In a year in which Muslim political candidates are breaking new ground or falling just short, it’s not surprising to see politics dominate the country’s largest annual gathering of Muslim Americans.
But the political sessions at the annual Islamic Society of North America (ISNA) convention in Houston were far from celebrations. Rather, they cast a dire picture for Muslims of life in America.
Speakers cast “Islamophobia” as a dire threat lurking just outside their doors. And while a travel ban upheld by U.S. courts targets people from five Muslim-majority countries among dozens, the policy was repeatedly described as a “Muslim ban” in full effect.
Leading the charge was Linda Sarsour, a co-chair of the national Women’s March and founder of a political activist group called MPower Change.

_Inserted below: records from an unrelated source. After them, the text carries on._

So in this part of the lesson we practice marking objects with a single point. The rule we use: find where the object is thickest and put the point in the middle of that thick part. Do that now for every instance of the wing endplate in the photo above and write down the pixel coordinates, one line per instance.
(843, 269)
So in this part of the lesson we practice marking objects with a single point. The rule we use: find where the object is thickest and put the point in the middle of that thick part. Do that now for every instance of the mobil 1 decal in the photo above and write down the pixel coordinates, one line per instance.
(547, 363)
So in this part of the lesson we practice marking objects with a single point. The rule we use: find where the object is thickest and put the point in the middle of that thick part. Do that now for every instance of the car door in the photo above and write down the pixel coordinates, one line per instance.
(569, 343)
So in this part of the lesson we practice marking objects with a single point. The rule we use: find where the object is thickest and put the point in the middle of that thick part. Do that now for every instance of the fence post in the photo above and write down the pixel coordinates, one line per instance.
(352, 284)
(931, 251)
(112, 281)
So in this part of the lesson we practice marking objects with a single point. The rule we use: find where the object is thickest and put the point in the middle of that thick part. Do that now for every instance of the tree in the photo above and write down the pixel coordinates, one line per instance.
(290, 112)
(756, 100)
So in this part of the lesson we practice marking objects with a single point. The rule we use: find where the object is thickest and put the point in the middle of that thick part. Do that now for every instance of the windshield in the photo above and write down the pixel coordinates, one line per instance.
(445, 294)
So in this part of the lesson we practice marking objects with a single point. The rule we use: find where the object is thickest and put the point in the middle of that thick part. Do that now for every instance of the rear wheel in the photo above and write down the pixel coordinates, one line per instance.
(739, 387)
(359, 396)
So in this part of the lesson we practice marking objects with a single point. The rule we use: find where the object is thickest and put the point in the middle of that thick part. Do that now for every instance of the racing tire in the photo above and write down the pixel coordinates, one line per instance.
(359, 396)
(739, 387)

Sarsour spoke to at least four separate sessions during the weekend, with ISNA President Azhar Azeez introducing her as “the most famous, known activist in America today.”

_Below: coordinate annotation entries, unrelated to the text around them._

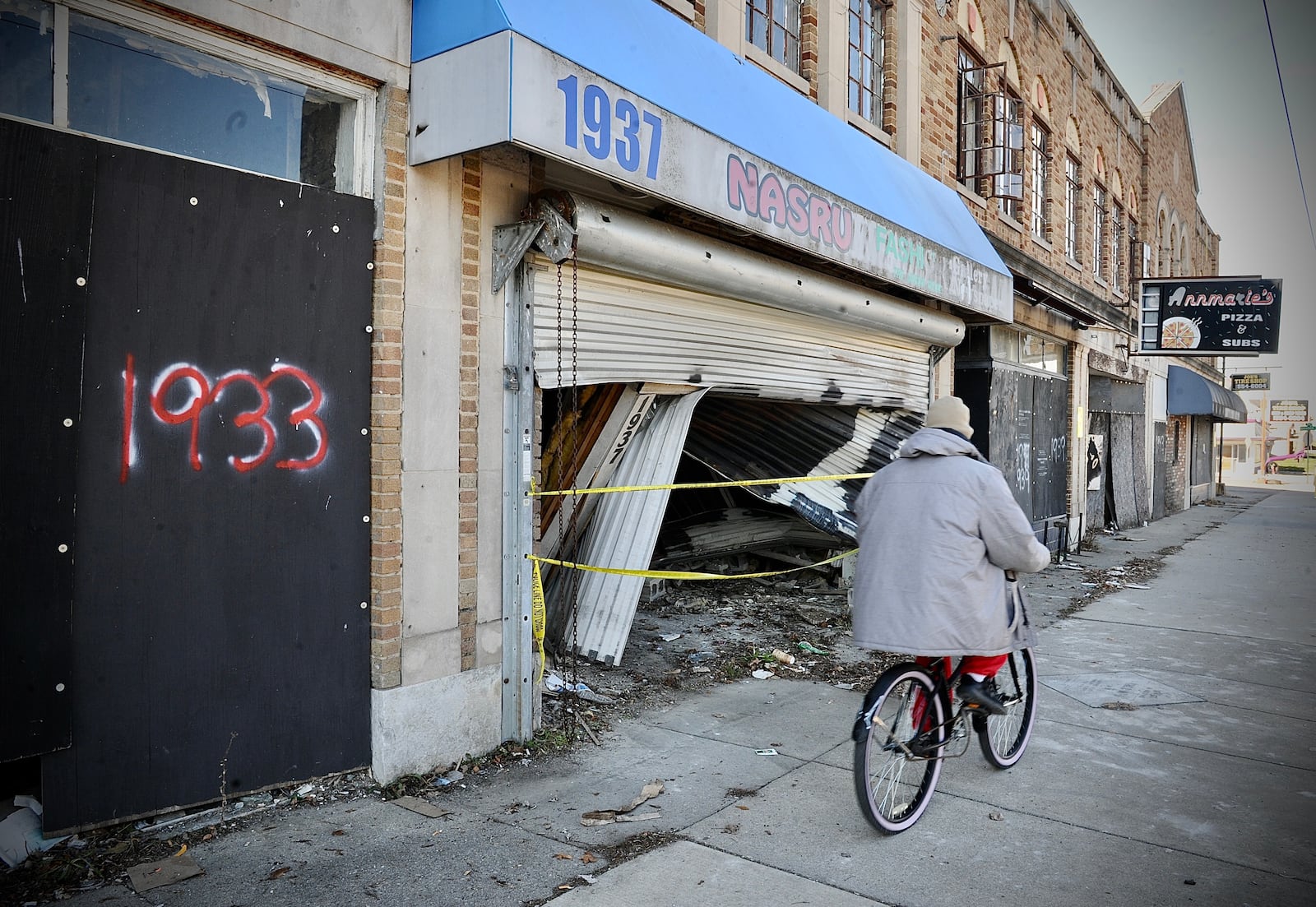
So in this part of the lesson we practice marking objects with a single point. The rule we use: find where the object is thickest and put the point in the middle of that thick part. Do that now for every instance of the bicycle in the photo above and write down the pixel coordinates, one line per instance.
(906, 729)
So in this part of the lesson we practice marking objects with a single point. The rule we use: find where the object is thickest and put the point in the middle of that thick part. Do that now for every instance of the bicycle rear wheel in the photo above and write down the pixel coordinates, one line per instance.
(892, 784)
(1003, 738)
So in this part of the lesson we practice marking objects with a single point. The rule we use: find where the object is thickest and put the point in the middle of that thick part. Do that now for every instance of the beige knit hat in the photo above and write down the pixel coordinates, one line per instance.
(949, 412)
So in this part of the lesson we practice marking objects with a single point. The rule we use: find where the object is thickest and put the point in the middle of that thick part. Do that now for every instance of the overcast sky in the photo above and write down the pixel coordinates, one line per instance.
(1247, 174)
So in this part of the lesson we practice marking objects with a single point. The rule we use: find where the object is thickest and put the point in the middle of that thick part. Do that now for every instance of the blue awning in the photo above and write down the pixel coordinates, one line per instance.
(1189, 394)
(695, 124)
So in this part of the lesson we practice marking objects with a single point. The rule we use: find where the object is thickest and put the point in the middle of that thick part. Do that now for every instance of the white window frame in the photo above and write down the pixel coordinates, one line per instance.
(875, 25)
(773, 23)
(1073, 199)
(1041, 173)
(1099, 227)
(365, 96)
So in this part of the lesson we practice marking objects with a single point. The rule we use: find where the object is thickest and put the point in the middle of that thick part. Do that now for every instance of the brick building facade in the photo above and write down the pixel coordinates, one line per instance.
(1006, 105)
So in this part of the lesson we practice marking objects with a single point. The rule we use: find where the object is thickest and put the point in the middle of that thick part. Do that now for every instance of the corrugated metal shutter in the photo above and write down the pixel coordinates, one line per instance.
(624, 530)
(625, 330)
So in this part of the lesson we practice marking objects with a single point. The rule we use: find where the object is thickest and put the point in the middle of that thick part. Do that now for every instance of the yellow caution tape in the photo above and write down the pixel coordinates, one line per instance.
(539, 615)
(673, 574)
(697, 484)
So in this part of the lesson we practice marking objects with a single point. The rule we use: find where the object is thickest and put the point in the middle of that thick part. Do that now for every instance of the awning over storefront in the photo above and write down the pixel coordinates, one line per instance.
(635, 94)
(1189, 394)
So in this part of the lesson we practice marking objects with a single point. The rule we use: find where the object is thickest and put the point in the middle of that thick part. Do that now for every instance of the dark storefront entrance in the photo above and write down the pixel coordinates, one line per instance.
(1017, 387)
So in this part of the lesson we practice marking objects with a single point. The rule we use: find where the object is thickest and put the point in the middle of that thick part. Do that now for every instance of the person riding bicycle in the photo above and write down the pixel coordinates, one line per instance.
(938, 530)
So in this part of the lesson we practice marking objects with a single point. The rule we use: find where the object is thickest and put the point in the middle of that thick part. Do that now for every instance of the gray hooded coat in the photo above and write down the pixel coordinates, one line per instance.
(938, 530)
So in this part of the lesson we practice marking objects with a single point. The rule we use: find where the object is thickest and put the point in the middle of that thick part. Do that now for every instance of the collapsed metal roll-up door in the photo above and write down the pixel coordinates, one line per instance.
(651, 303)
(627, 330)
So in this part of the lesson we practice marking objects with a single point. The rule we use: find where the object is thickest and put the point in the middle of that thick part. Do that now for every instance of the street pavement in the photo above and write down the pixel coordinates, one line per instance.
(1175, 762)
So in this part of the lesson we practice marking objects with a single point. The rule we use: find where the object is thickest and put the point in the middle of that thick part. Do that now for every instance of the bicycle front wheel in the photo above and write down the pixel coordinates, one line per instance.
(1003, 738)
(892, 780)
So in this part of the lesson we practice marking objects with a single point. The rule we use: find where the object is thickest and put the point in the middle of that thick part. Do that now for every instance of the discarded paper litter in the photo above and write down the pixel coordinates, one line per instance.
(609, 817)
(554, 685)
(423, 808)
(162, 872)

Her tone often was not aimed at inspiring Muslims to be more politically active as much as it was to shame them for not doing so. If they aren’t sufficiently engaged in advocating for the Palestinian cause, she said, “you as as an American Muslim are complicit in the occupation of Palestinians, in the murder of Palestinian protesters. So when we start debating in the Muslim community about Palestine, it tells me a lot about you and about the type of faith that you have in your heart.”